I’ve been enjoying the fine summer weather last week at one of our north shore beaches. One notable feature of the beach are the deposits of the last glacier around 21,000 years ago. Yes I’m speaking of rocks. Unlike the sands of the south shore beaches, the northern shore of Long Island is a veritable collection of stones of different shapes, sizes and colors.
The reaction to our rocky shores differed with each generation. Little kids took delight in bending down and finding “special” rocks that reminded them of other things. “Look mommy! This one looks like an egg. And this one looks like a frog!” They sorted the found treasures into piles that they intended to take home as souvenirs.
Teens however had different responses to the plethora of glacial debris. They first looked for flat stones and tried to skip them over the water. And this was followed by challenges of who could throw stones the furthest. They paid little attention to the stone’s resemblance to other familiar objects. The rocks were incidental to the contests. The beach was about the teens themselves and how they could show off. There is nothing wrong with this, of course — it just shows how the world looks different to some.

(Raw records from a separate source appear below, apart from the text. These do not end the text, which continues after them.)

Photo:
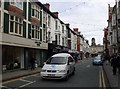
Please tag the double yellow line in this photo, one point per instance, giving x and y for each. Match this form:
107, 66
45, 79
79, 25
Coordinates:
102, 84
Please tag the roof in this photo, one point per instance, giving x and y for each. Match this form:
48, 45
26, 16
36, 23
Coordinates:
61, 55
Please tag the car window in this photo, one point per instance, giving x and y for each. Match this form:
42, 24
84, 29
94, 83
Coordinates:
56, 60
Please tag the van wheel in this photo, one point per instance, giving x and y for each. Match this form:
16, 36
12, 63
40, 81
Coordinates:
73, 73
67, 76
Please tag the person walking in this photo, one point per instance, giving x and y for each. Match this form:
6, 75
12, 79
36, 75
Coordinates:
118, 63
114, 64
32, 62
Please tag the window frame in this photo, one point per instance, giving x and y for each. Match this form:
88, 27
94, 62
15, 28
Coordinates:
14, 23
36, 30
14, 4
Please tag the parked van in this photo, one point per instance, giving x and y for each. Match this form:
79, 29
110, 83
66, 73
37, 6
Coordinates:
59, 66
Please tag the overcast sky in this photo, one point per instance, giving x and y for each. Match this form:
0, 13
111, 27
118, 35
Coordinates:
90, 16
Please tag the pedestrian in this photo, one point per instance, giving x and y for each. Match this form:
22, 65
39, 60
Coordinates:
118, 63
32, 62
114, 64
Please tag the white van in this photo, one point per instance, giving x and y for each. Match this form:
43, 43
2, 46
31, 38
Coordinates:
59, 66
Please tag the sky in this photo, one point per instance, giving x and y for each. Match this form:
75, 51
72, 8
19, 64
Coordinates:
89, 16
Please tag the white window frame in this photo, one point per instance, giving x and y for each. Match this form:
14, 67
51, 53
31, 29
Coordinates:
37, 10
16, 1
14, 22
36, 32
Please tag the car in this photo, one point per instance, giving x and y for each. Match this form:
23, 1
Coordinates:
97, 62
58, 66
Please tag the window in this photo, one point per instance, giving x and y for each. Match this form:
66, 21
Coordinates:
0, 3
17, 3
44, 34
35, 11
56, 38
62, 29
62, 41
16, 25
70, 59
48, 21
35, 32
56, 24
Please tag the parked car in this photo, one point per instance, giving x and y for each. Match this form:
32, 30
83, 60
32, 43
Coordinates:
97, 62
59, 66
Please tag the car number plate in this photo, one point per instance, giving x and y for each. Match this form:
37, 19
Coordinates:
51, 74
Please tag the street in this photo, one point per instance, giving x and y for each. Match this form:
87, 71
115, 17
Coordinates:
86, 75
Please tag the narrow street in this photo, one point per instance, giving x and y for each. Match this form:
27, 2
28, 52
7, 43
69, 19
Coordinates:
86, 75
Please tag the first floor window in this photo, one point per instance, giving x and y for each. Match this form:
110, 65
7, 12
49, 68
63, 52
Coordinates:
16, 25
11, 26
35, 32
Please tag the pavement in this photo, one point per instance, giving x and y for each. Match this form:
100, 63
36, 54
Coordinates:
8, 75
113, 80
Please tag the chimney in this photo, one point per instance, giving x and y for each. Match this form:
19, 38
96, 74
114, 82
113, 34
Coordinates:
67, 25
56, 14
75, 29
47, 5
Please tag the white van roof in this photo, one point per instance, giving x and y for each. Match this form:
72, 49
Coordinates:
61, 55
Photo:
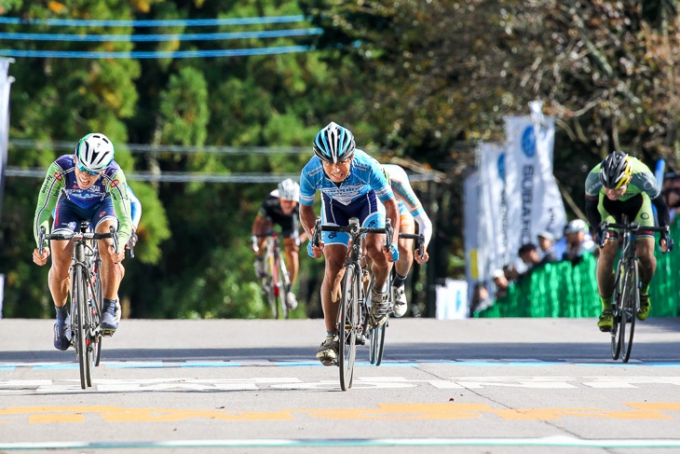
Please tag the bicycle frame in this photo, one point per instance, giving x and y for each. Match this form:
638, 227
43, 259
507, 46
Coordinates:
352, 313
85, 295
277, 280
626, 301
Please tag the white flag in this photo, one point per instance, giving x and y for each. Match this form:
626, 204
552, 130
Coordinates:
5, 85
532, 196
492, 210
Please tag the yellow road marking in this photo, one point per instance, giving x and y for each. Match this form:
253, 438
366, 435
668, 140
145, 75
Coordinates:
73, 414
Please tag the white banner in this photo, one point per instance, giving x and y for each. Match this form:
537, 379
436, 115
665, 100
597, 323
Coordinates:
492, 213
531, 193
452, 301
5, 85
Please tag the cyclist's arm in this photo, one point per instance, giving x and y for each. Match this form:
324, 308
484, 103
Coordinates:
307, 219
116, 186
258, 224
47, 199
135, 208
424, 227
661, 211
592, 213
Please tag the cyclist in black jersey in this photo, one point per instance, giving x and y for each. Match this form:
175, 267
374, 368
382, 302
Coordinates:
621, 185
281, 207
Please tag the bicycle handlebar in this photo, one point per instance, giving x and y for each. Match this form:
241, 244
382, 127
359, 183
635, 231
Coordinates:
77, 236
420, 241
353, 229
634, 227
269, 232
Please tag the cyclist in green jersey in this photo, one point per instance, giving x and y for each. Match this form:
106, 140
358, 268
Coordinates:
86, 185
620, 185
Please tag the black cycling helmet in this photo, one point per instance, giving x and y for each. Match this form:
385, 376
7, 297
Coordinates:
616, 170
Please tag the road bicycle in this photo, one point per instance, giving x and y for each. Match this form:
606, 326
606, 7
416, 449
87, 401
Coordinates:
85, 295
276, 282
626, 300
377, 335
353, 312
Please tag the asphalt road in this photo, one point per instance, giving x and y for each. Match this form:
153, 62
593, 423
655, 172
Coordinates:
468, 386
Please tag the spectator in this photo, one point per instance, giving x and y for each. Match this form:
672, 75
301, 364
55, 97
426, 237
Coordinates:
501, 283
671, 192
530, 256
546, 241
579, 241
560, 246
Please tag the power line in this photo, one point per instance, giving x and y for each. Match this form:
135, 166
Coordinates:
148, 55
154, 22
143, 148
72, 37
187, 177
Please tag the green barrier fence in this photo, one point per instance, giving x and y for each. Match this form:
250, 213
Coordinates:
561, 289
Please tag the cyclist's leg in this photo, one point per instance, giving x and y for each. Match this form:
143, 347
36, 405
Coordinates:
262, 225
292, 248
403, 265
605, 274
66, 221
330, 300
335, 250
645, 254
111, 274
380, 305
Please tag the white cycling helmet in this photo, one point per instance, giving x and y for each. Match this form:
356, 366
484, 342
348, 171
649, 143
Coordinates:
95, 152
334, 144
289, 190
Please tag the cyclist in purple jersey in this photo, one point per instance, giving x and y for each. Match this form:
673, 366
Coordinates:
88, 185
352, 185
281, 207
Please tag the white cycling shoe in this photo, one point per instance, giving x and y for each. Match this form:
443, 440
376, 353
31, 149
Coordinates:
400, 303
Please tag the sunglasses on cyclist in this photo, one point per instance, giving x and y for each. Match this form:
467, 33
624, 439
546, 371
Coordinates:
85, 170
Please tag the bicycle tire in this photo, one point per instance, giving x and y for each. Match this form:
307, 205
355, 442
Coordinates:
280, 288
368, 329
348, 324
632, 303
377, 344
99, 299
616, 312
78, 308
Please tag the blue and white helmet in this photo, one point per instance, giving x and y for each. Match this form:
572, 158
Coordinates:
334, 144
95, 152
289, 190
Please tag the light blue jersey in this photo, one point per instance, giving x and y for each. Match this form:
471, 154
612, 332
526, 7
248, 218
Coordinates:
365, 175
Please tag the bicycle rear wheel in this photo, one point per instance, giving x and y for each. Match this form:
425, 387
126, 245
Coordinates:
280, 288
78, 306
377, 344
96, 314
629, 307
348, 325
619, 291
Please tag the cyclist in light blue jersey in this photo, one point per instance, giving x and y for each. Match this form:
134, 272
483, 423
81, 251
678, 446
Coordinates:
352, 184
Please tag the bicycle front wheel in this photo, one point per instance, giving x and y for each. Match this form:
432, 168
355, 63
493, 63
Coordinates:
96, 312
280, 288
629, 307
619, 292
79, 330
348, 324
377, 344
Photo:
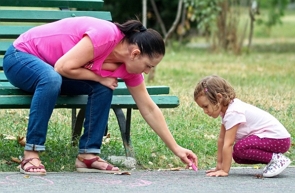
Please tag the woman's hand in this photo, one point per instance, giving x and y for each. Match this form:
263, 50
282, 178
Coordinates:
217, 173
186, 156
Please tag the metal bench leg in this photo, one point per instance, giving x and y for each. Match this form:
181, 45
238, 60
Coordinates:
77, 124
124, 124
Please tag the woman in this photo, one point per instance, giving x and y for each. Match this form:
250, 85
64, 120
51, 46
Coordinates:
85, 55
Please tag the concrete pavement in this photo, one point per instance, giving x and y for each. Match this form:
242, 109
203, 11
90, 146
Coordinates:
240, 180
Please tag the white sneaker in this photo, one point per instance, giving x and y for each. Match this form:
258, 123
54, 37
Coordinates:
278, 163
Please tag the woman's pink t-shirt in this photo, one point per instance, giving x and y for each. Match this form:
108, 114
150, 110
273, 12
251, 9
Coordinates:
51, 41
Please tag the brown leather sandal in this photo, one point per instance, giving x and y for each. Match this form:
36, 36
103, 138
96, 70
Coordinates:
26, 171
89, 168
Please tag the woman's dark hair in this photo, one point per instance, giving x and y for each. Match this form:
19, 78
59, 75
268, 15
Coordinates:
149, 41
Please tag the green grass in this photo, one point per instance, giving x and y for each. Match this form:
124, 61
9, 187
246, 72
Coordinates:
265, 78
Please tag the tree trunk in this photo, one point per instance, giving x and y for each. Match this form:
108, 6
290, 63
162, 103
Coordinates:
152, 73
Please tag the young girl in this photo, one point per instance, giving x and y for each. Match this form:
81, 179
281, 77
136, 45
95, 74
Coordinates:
248, 134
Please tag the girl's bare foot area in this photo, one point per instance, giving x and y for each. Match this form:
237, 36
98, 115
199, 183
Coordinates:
31, 163
99, 164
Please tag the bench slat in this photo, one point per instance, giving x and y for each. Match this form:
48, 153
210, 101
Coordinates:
118, 101
7, 89
48, 16
85, 4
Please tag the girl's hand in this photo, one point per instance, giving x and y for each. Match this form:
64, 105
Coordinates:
218, 173
187, 156
110, 82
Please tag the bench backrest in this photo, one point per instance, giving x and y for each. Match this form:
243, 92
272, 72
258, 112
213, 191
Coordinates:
18, 16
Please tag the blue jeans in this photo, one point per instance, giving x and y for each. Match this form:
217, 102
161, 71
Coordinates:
33, 75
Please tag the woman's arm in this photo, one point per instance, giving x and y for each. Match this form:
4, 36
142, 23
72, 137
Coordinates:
154, 117
71, 64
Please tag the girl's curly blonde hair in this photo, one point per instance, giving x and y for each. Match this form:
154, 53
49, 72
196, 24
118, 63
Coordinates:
210, 86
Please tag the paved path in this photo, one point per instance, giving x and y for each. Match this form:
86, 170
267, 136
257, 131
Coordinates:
243, 180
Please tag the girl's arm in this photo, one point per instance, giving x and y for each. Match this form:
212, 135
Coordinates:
220, 144
227, 150
154, 117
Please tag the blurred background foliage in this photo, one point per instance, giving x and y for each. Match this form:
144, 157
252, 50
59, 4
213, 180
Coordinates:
219, 21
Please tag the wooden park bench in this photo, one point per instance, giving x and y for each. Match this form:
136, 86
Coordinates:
17, 16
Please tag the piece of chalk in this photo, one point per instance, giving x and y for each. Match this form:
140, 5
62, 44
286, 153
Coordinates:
194, 167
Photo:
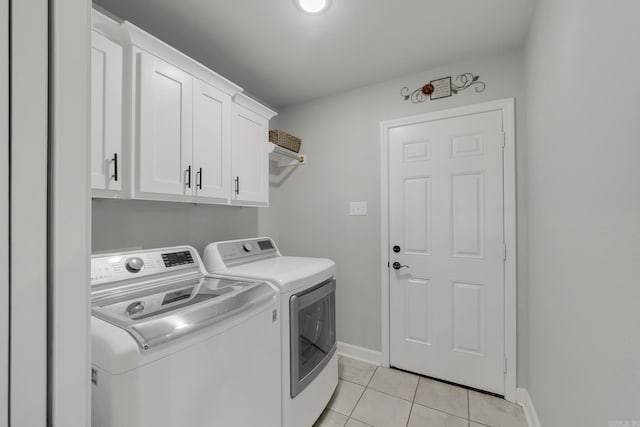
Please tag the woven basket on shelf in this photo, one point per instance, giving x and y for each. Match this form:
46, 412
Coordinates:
285, 140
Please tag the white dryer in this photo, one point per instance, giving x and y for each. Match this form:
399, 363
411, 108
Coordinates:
171, 347
307, 293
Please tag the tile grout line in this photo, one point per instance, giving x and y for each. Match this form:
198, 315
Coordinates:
362, 394
413, 401
468, 408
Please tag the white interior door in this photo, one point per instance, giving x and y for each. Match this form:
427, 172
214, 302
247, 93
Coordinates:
106, 113
446, 219
165, 145
211, 141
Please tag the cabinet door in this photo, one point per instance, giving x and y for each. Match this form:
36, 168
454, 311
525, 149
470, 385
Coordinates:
165, 128
211, 141
106, 113
250, 157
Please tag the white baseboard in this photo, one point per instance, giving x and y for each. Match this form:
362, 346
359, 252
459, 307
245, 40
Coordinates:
359, 353
523, 399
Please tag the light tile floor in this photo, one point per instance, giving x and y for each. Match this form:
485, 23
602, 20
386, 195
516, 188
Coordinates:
373, 396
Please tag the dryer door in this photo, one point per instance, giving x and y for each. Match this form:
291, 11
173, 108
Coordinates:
313, 333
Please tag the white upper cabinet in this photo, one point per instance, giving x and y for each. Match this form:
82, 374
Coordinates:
211, 141
250, 152
106, 116
164, 128
189, 134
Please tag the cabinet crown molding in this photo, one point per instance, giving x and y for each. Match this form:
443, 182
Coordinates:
253, 105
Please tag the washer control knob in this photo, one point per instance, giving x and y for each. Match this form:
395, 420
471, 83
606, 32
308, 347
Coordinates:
134, 264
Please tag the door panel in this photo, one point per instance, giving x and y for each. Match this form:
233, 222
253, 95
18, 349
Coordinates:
106, 112
165, 128
211, 141
446, 214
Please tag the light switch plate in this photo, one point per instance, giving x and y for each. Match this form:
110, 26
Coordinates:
357, 208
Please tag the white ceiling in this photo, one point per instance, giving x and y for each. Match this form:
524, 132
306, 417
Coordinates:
283, 56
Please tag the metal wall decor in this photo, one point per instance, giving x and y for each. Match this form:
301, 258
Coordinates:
443, 88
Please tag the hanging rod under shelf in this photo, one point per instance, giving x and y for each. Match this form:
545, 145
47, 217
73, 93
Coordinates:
285, 157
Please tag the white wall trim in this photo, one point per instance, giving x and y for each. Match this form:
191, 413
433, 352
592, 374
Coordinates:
359, 353
524, 400
28, 239
69, 215
4, 213
507, 106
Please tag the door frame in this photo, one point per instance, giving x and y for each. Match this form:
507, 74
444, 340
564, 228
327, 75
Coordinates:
507, 107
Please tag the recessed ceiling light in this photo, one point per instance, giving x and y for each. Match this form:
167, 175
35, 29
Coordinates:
313, 6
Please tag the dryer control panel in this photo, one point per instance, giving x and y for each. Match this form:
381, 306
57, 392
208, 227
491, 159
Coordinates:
249, 250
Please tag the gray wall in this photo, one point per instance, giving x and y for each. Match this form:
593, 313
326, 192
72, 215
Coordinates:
122, 224
341, 136
583, 63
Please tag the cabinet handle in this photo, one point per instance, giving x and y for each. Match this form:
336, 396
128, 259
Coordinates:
188, 180
115, 166
199, 179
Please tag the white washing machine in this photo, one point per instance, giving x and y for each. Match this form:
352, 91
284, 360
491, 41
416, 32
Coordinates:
171, 347
307, 293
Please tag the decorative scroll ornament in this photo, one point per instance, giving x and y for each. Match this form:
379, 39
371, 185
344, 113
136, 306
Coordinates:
443, 88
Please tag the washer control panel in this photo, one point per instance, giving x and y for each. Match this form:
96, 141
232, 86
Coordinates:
246, 250
130, 265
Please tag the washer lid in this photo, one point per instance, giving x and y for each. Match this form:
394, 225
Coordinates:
286, 272
158, 315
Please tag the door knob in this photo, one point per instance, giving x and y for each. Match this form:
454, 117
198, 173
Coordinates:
397, 266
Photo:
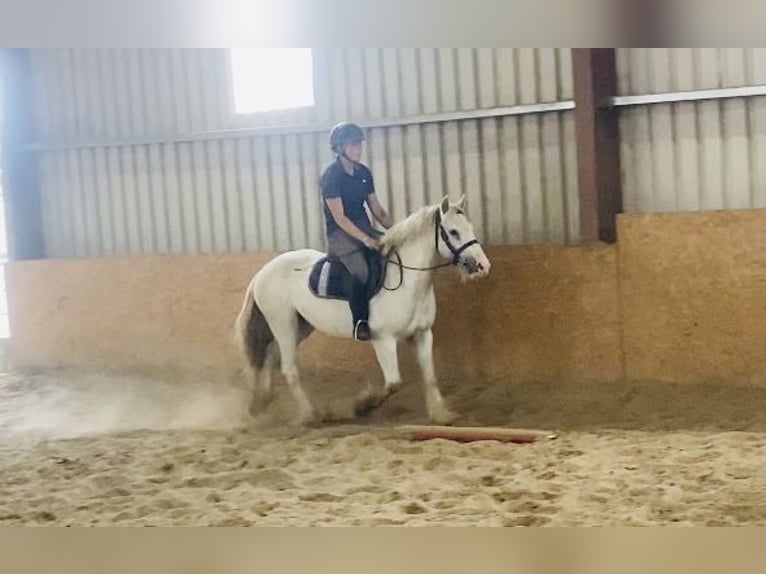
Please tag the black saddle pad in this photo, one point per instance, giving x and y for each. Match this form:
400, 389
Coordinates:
329, 278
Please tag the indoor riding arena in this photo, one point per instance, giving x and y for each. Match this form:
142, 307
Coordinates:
608, 370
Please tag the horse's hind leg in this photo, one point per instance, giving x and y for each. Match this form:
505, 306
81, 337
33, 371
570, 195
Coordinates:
263, 391
374, 395
287, 337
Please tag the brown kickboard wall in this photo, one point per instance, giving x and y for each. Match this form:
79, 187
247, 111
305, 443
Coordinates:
678, 299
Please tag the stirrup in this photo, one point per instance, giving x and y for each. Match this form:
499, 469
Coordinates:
362, 331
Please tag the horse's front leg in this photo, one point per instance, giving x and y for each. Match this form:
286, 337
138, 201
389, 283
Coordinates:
438, 411
374, 395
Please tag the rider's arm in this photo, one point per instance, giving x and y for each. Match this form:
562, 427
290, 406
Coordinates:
336, 208
378, 211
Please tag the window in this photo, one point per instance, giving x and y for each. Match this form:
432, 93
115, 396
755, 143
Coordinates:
271, 79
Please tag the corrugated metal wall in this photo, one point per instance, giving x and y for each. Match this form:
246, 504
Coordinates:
690, 156
140, 150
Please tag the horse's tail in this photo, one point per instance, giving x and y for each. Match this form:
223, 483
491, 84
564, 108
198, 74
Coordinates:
253, 334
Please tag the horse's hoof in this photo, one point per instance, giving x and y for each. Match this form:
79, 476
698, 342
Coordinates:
365, 406
258, 404
444, 417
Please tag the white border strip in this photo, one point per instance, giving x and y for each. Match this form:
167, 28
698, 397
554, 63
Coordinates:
689, 96
292, 130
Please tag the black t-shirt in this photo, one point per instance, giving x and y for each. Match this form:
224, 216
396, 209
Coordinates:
353, 191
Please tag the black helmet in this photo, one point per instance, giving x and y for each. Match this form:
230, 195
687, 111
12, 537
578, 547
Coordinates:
345, 133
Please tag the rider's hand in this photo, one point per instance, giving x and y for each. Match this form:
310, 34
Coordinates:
372, 243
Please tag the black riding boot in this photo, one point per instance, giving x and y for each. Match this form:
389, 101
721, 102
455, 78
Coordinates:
360, 311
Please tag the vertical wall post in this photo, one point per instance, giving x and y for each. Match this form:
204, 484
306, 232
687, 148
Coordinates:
598, 143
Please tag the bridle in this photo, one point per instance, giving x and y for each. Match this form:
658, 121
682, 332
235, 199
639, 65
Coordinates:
439, 231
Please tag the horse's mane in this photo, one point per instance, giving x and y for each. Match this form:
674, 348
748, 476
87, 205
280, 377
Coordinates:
413, 225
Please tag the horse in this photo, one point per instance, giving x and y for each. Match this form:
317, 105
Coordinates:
280, 310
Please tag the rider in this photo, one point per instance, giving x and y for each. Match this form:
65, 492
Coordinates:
346, 185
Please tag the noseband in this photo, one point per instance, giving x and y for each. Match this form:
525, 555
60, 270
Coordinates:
456, 251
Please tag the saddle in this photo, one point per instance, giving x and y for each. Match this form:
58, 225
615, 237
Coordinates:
329, 278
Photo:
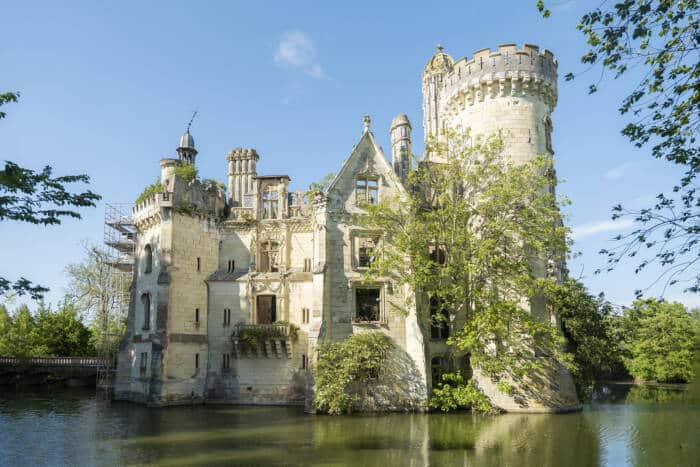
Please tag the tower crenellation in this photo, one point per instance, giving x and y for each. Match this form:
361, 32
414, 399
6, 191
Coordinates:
511, 89
242, 171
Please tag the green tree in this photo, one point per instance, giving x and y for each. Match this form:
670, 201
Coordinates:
477, 234
38, 198
587, 325
660, 341
100, 294
655, 45
62, 333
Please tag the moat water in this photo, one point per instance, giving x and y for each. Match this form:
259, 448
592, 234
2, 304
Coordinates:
624, 425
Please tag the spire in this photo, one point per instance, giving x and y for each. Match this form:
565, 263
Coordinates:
365, 124
186, 150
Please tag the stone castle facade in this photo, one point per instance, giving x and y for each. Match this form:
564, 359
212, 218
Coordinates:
233, 292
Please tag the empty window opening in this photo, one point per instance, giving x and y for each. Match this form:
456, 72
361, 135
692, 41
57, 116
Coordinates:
270, 204
269, 252
143, 364
439, 319
266, 309
146, 301
366, 190
147, 259
367, 305
365, 251
438, 254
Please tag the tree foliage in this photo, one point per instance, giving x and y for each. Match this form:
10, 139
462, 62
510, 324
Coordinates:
45, 333
100, 295
344, 368
659, 42
480, 235
587, 322
37, 197
659, 343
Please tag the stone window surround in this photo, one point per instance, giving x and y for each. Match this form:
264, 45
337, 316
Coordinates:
355, 236
359, 284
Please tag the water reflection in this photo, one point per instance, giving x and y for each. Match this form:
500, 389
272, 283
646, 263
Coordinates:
620, 427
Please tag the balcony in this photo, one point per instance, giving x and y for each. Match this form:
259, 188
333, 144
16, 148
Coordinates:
264, 340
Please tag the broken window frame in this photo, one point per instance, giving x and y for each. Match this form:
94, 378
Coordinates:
358, 316
367, 190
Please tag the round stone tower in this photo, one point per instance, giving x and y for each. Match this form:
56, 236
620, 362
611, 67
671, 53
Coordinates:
400, 145
510, 89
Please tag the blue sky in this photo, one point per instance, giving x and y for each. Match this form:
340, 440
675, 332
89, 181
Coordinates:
107, 89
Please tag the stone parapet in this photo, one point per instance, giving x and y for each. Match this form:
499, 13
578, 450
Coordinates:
509, 71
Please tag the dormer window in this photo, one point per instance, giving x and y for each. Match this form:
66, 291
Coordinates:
366, 190
269, 252
270, 204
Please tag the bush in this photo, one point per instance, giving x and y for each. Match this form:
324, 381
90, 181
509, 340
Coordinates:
456, 392
661, 340
149, 191
187, 172
344, 367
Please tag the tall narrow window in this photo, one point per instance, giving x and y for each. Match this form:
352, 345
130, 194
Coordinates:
366, 190
365, 251
146, 302
143, 364
270, 204
268, 256
367, 305
439, 319
147, 259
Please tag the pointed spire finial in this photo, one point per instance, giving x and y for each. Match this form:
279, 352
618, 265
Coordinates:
194, 114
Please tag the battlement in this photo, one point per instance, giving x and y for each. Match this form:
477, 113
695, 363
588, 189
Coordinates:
242, 153
510, 71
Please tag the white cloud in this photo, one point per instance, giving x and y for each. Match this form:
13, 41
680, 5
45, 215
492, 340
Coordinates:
617, 172
298, 51
593, 228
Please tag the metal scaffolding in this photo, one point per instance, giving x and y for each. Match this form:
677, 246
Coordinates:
117, 257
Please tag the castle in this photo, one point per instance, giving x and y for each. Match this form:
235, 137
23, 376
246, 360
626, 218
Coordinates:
233, 292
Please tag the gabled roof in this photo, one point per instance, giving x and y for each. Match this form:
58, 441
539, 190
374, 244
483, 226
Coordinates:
367, 135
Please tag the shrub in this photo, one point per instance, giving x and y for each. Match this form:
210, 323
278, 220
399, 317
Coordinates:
187, 172
149, 191
661, 340
343, 367
456, 392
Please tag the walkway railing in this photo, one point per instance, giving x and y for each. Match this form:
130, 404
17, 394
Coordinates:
81, 362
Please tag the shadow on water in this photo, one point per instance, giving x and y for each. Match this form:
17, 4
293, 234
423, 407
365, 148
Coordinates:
623, 425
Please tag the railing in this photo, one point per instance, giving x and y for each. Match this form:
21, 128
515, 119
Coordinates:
82, 362
277, 330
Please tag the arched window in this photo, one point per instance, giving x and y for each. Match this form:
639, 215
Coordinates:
146, 302
147, 259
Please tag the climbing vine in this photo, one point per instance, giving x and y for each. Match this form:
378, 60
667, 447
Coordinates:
343, 368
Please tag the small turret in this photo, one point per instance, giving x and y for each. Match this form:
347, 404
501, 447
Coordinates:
400, 145
186, 151
241, 174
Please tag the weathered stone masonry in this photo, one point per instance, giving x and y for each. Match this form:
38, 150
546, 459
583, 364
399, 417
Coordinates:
213, 266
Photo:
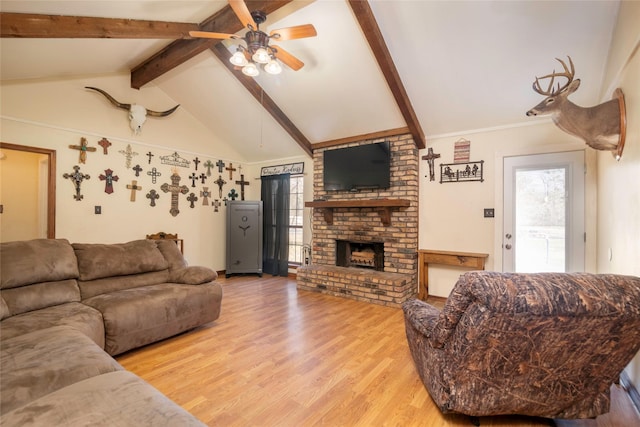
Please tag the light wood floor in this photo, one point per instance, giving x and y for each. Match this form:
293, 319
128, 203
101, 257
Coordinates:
282, 357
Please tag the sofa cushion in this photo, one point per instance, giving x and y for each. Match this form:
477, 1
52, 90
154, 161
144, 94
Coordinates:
35, 261
139, 316
96, 261
113, 399
74, 314
41, 295
40, 362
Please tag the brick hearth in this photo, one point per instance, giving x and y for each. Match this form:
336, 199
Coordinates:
398, 281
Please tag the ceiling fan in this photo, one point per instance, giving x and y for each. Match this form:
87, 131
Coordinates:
257, 49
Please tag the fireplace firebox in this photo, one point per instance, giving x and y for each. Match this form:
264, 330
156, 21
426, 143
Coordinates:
360, 254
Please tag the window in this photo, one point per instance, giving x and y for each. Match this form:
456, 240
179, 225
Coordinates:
296, 205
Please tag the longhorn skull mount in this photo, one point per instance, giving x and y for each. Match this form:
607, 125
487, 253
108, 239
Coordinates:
137, 113
602, 127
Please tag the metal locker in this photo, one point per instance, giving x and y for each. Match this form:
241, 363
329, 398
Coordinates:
244, 237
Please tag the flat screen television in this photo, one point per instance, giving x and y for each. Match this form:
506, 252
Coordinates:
356, 168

In between the little kids and the teens were the middle kids who complained that the rocks wounded their feet. “Ow!! It hurts! I hate this beach!” And the cruel seashore drama unfolded for some minutes.
As sunset approached, I spied an elderly couple who were taking an intimate stroll as the waves grazed their feet. The wife held a towel into which she had assembled some beach stones. “This one looks like a pear,” she told her husband. They admired the colorful collection together.
It struck me at that moment that the circle was complete. The littlest child and the grandparent noticed with appreciation what was laid out on the ground before them. The others saw the rocks as battle weapons or painful obstacles. The innocence and imagination of youth, and the wisdom of a long life recognized treasures.
So there’s a little life-lesson at the beach. Treasure surrounds us. When we pay attention to what we’ve been gifted with, we can appreciate how blessed we are. Without that perspective, our blessings can be seen as annoyances. How many teens are annoyed by the mere presence of their parents? (Or vice versa?) How has sibling rivalry been playing out this summer? But with a closer look, we recognize the blessing our parents, our children and our sisters and brothers really are.
One way to take this closer look is to pray for the people in our lives — even the ones we struggle with. Somehow these people were part of God’s plan and in our prayer we can discover with wonder what gift God had in mind when they were created. This kind of prayer requires more listening and noticing instead of talking and complaining. It opens us to the beauty of what we might otherwise take for granted. Like the stones at the seashore.